Researchers at the Georgia Institute of Technology have developed a new language model showing which words and phrases positively or negatively influence the credibility of world events reported on Twitter.

The study, which scanned 66 million tweets regarding nearly 1,400 real-world events, suggests that the words of millions of people on social media may offer considerable information about an event’s credibility, even when an event is still in progress.

“There have been many studies about social media credibility in recent years, but very little is known about what types of words or phrases create credibility perceptions during rapidly unfolding events,” said Tanushree Mitra, the Georgia Tech Ph.D. candidate who led the research.

The team studied tweets regarding world events in 2014 and 2015, including the emergence of Ebola in West Africa, the Charlie Hebdo attack in Paris and the death of Eric Garner in New York City.

The researchers asked people to judge the posts on their credibility (from “certainly accurate” to “certainly inaccurate”). Then the team fed the words into a model that divided them into 15 different linguistic categories. The classifications included positive and negative emotions, hedges and boosters, and anxiety.

The Georgia Tech computer then examined the words to judge if the tweets were credible or not.
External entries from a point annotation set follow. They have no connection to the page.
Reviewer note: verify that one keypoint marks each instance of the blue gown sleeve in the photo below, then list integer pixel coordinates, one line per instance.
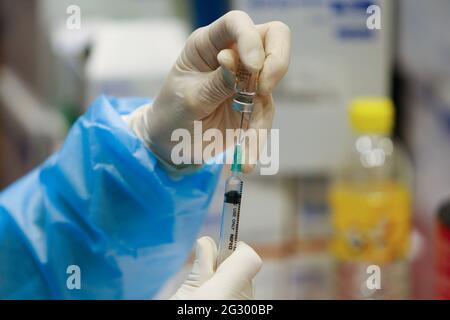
(104, 204)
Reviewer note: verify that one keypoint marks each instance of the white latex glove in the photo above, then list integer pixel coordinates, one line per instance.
(231, 281)
(200, 85)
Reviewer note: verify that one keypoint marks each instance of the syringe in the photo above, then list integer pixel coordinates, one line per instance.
(245, 89)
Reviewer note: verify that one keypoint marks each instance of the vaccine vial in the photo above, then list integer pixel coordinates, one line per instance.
(245, 89)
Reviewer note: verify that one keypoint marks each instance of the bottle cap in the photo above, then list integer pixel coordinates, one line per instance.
(372, 115)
It matched the humans’ opinions about 68 percent of the time, a percentage significantly higher than the random baseline of 25 percent.

“Tweets with booster words, such as ‘undeniable,’ and positive emotion terms, such as ‘eager’ and ‘terrific,’ were viewed as highly credible,” said Mitra. “Words indicating positive sentiment but mocking the impracticality of the event, such as ‘ha,’ ‘grins’ or ‘joking,’ were seen as less credible. So were hedge words, including ‘certain level’ and ‘suspects.'”

Higher numbers of retweets were associated with lower credibility scores. Replies and retweets with longer message lengths were believed to be more credible.

“It could be that longer message lengths provide more information or reasoning, so they’re viewed as more trustworthy,” she said. “On the other hand, a higher number of retweets, which was scored lower on credibility, might represent an attempt to elicit collective reasoning during times of crisis or uncertainty.”

Although the model isn’t deployable yet, the researchers say they may eventually develop an app that can calculate the perceived trustworthiness of an event as it unfolds on social media.

“When combined with other signals, such as event topics or structural information, our linguistic result could be an important building block of an automated system,” said Dr. Eric Gilbert, Mitra’s advisor and an assistant professor in Georgia Tech’s School of Interactive Computing.

“Twitter is part of the problem with spreading untruthful news online. But it can also be part of the solution.”

Source: Georgia Institute of Technology